Chłopak podniósł nieprzytomną Akane i ruszył w kierunku Konohy. Po dwudziestu minutach przekroczył Bramę Początku i Końca. Od razu ruszył w kierunku szpitala. Gdy dotarł do budynku zatrzymał się przed recepcją. 

-W czym mogę pomóc? - Spytała siedząca po drugiej stronie kobieta, nawet na niego nie patrząc.

-Mam nieprzytomną dziewczynę. - Powiedział głosem pozbawionym jakichkolwiek emocji.

Kobieta podniosła głowę znad jakichś papierów i spojrzała na nieprzytomna dziewczynę.

-Aha. - Mruknęła. - Proszę poczekać. - Dodała i wróciła do wypełniania jakichś papierów.

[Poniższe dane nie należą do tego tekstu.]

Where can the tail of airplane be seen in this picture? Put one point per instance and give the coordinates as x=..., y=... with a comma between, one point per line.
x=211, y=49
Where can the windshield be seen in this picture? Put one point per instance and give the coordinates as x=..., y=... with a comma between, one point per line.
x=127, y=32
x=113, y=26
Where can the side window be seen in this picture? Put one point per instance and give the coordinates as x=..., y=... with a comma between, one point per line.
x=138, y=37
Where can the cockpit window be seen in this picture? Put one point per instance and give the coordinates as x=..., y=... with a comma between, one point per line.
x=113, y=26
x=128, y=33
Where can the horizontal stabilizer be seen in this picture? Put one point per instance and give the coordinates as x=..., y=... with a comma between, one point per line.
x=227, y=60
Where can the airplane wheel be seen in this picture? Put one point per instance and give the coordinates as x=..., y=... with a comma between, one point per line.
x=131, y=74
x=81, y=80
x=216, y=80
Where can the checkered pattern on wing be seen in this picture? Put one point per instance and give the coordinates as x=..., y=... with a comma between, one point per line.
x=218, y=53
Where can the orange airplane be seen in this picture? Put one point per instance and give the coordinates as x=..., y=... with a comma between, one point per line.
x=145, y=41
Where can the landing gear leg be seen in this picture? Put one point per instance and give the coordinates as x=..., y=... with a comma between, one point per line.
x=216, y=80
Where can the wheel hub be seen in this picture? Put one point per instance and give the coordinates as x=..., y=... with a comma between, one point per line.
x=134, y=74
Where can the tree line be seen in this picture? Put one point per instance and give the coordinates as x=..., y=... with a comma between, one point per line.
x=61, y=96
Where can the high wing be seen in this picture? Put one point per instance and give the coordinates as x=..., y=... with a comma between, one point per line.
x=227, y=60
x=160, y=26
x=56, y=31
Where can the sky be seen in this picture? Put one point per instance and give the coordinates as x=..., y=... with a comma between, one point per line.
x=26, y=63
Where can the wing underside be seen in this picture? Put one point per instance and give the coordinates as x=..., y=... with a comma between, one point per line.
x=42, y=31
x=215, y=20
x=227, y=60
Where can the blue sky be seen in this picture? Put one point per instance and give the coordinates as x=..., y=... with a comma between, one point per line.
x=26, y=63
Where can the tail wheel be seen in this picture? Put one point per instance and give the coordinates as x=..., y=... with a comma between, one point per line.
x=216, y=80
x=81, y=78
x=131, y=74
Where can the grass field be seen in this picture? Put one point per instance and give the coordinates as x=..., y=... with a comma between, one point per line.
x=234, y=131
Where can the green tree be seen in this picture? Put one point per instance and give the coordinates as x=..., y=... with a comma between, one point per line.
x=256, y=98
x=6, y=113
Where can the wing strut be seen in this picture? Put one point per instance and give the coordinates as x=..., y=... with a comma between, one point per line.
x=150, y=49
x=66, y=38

-Serio?! - Krzyknął chłopak. - Dziewczyna jest nie przytomność od trzydziestu minut a Pani siedzi spokojnie za biurkiem i wypełnia jakieś papiery?

Naruto poczuł wściekłość. Jego błękitne oczy przybrały krwawego koloru. Kobieta patrzyła na niego przerażona.

-Spokojnie! - Krzyknęła w panice. - Proszę za mnął! - Dodała i opuściła recepcję.

Szybkim krokiem ruszyła w kierunku sal. Weszli do jednej z pustych sal. Położył dziewczynę na łóżku. Po chwili pojawili się lekarze. Jeden z lekarzy związał pieczęć i położył ręce na piersi dziewczyny. Jego ręce spowiła zielona chata która powoli wynikała w ciało Akane.

Chłopak swoim Ai-sakiganem kontrolował przebieg akcji ratunkowej o widząc że stan dziewczyny pogarsza się z każdą minutą postanowił działać.

-Odejdź. - Warknął na lekarza. Ten jednak nie posłuchał więc chłopak odepchnął mężczyznę.

Stanął nad łóżkiem dziewczyny i związał pieczęć do techniki której nauczył go Hagoromo. Po skończeniu pieczęci położył ręce na głowie dziewczyny. Po chwili w pomieszczeniu było gęsto od chakry. Zmienił się też wygląd chłopaka.

Zebrani w sali patrzyli na chłopaka że zdziwieniem. Chłopak po pięciu minutach odszedł od dziewczyny.

-Żyje. Ale nie dzięki wam, tylko dzięki mnie. - Warknął i zniknął.